Andouille Jalapeño Poppers


Makes about 40 poppers


1 tablespoon canola oil
¼ cup minced onions
¼ cup minced red bell pepper
2 teaspoons minced garlic
2 teaspoons Chef Paul Prudhomme’s Fajita Magic®
8 ounces softened cream cheese
4 ounces shredded cheddar cheese
7 large jalapeños
¼ pound Chef Paul Prudhomme’s Andouille Sausage (Hot or Regular)
1 pound sliced bacon
3 tablespoons cane syrup

How To Prepare

Preheat oven to 425°F. Heat the oil over medium heat in a pan, when it starts to shimmer, add the onions, bell peppers, and garlic. Sauté until onions are translucent and starting to brown.

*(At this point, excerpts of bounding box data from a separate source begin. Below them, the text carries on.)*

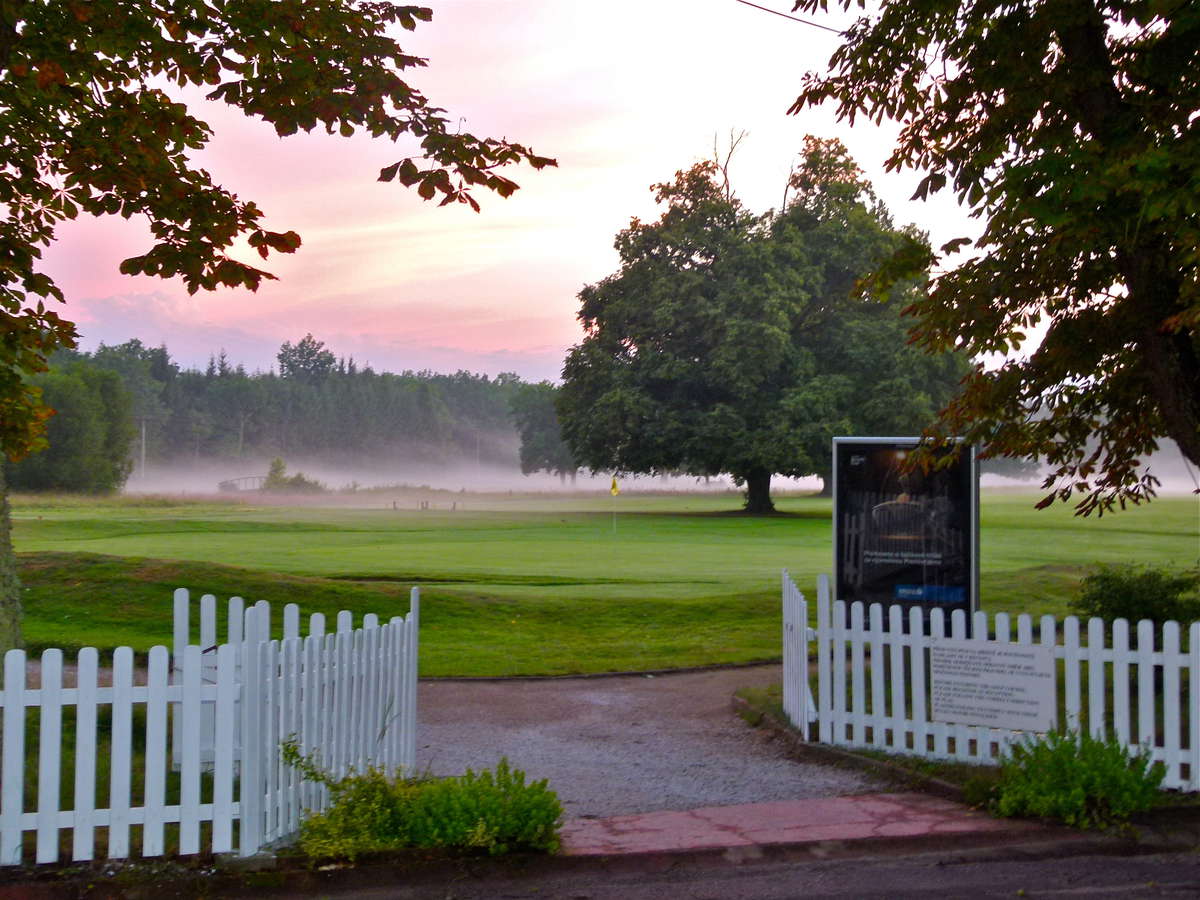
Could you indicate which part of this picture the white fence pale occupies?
[0,588,420,865]
[784,572,1200,791]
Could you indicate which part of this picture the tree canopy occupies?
[0,0,553,643]
[8,360,133,493]
[509,382,580,481]
[558,138,965,512]
[791,0,1200,514]
[0,0,553,465]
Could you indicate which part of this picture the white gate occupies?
[0,588,420,865]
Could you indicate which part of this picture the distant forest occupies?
[10,335,540,491]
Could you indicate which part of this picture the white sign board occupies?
[930,640,1055,731]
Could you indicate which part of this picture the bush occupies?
[991,732,1165,828]
[1070,565,1200,626]
[283,742,563,860]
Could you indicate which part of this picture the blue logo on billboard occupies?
[892,584,966,606]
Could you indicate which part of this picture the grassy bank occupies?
[14,492,1200,674]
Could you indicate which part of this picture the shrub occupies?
[991,732,1165,828]
[1070,565,1200,625]
[283,742,563,860]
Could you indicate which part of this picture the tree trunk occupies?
[0,457,22,653]
[745,469,775,516]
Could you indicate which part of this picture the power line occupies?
[737,0,846,35]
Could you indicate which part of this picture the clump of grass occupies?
[990,732,1165,829]
[283,742,563,860]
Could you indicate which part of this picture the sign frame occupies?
[833,437,979,620]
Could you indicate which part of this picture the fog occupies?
[125,457,777,496]
[125,444,1196,496]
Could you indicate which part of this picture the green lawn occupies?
[13,493,1200,674]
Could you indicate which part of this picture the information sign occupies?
[929,640,1056,732]
[833,438,979,614]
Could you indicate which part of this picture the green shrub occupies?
[283,742,563,860]
[1070,565,1200,626]
[991,732,1165,828]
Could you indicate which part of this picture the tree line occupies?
[8,335,528,492]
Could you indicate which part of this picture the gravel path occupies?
[416,666,881,817]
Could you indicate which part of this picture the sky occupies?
[39,0,977,380]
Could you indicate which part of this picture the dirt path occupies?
[416,666,880,817]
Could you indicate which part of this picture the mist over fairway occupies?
[14,488,1200,674]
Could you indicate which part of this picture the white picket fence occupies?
[782,572,1200,791]
[0,588,420,865]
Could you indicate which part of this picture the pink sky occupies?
[46,0,974,379]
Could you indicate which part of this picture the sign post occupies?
[833,438,979,616]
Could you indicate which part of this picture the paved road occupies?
[321,853,1200,900]
[418,666,884,818]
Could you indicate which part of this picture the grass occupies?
[13,491,1200,676]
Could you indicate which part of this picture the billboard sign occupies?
[833,438,979,616]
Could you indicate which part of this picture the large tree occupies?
[8,360,134,493]
[509,382,580,482]
[0,0,552,644]
[792,0,1200,514]
[558,138,962,512]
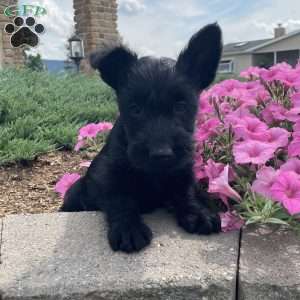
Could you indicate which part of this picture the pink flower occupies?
[252,167,278,198]
[194,151,206,180]
[271,172,300,215]
[265,127,290,149]
[204,159,225,180]
[55,173,80,198]
[79,160,92,168]
[233,140,275,165]
[261,103,286,124]
[79,123,99,138]
[224,107,255,126]
[74,139,85,151]
[293,120,300,133]
[288,138,300,157]
[195,118,221,142]
[97,122,113,132]
[233,117,268,141]
[219,211,244,232]
[279,158,300,176]
[208,165,242,201]
[291,92,300,107]
[285,107,300,122]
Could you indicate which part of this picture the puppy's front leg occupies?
[106,195,152,253]
[174,186,221,234]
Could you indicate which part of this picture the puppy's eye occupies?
[173,102,186,114]
[130,104,143,117]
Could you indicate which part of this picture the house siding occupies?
[222,54,252,75]
[255,34,300,53]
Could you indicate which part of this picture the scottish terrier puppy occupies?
[61,24,222,253]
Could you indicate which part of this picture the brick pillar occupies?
[0,0,24,67]
[74,0,119,73]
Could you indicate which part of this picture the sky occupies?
[20,0,300,60]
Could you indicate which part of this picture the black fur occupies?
[61,24,222,252]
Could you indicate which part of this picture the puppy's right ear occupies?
[90,44,137,91]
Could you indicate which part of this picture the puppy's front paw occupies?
[178,210,221,234]
[108,222,152,253]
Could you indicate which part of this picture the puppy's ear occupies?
[176,24,222,90]
[90,44,137,91]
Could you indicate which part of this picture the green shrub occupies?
[0,68,117,164]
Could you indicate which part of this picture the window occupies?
[218,60,233,73]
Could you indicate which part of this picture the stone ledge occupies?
[0,212,239,300]
[238,226,300,300]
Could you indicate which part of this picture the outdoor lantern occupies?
[69,35,84,72]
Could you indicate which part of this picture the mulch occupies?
[0,151,91,218]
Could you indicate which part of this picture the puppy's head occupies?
[91,24,222,172]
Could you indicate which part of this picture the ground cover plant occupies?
[56,63,300,231]
[0,68,117,165]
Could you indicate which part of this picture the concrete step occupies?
[238,225,300,300]
[0,212,239,300]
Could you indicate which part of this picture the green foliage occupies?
[0,68,117,165]
[236,186,300,231]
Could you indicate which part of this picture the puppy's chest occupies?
[136,177,172,212]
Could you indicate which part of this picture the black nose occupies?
[150,147,174,160]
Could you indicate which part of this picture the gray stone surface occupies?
[0,212,238,300]
[238,226,300,300]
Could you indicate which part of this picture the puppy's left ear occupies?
[176,24,222,91]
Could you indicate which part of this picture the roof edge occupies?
[243,29,300,53]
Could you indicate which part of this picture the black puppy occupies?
[61,24,222,252]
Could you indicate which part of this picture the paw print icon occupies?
[4,17,45,48]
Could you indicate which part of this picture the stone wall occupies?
[74,0,119,72]
[0,0,24,67]
[0,0,119,73]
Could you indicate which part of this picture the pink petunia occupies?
[251,167,278,198]
[79,160,92,168]
[291,92,300,107]
[279,158,300,176]
[97,122,113,132]
[233,117,268,141]
[194,152,207,180]
[219,211,244,232]
[204,159,225,180]
[208,165,242,201]
[55,173,80,198]
[265,127,290,149]
[195,118,221,142]
[233,140,275,165]
[288,138,300,157]
[261,103,287,124]
[285,107,300,122]
[74,138,85,151]
[271,172,300,215]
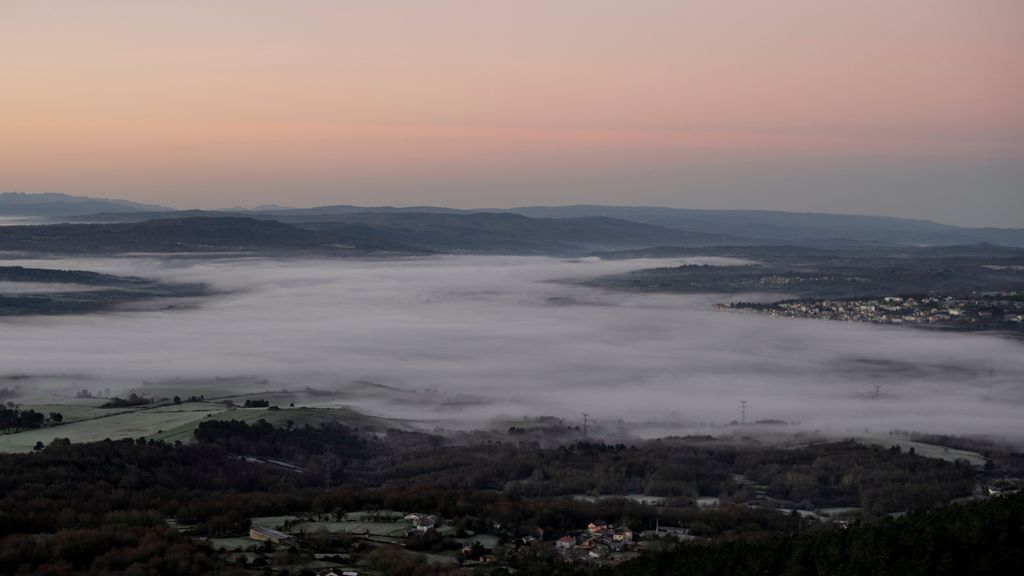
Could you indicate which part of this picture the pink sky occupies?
[0,0,1024,225]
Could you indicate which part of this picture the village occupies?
[717,292,1024,331]
[195,504,696,576]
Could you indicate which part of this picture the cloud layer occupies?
[0,256,1024,440]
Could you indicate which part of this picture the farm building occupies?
[249,526,292,544]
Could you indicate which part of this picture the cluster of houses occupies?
[718,293,1024,328]
[403,512,438,532]
[555,521,637,562]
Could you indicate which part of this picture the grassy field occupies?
[0,403,233,452]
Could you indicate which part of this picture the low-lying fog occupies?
[0,256,1024,440]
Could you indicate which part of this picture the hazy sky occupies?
[0,0,1024,225]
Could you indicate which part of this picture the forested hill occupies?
[0,212,743,255]
[597,493,1024,576]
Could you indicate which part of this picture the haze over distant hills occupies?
[0,192,170,217]
[0,194,1024,254]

Remove from heat and let cool for a few minutes, then add to a bowl with Fajita Magic®, cream cheese, and cheddar cheese. Mix well and set aside. Remove stems from jalapeños, halve lengthways, and remove seeds. Then cut each half into 3 equal pieces. Slice the andouille into ½-inch by ½-inch pieces. Cut the bacon pieces in half. To build the poppers, spoon or pipe 1 teaspoon or so of the cream cheese mixture into each piece of jalapeño. Place 1 piece of andouille into the cheese, then wrap with 1 slice of cut bacon, making sure the cut sides of the jalapeño are wrapped. Place a toothpick through the popper to keep bacon in place. Repeat until all bacon is used up. (You may have extra cheese and andouille.) Place on a lined and greased baking sheet and cook in oven for 15 minutes. Remove from oven and drizzle each popper with cane syrup. Raise oven temperature to 475°F, then return the pan to the oven and cook for another 5 minutes. Remove from oven and serve hot.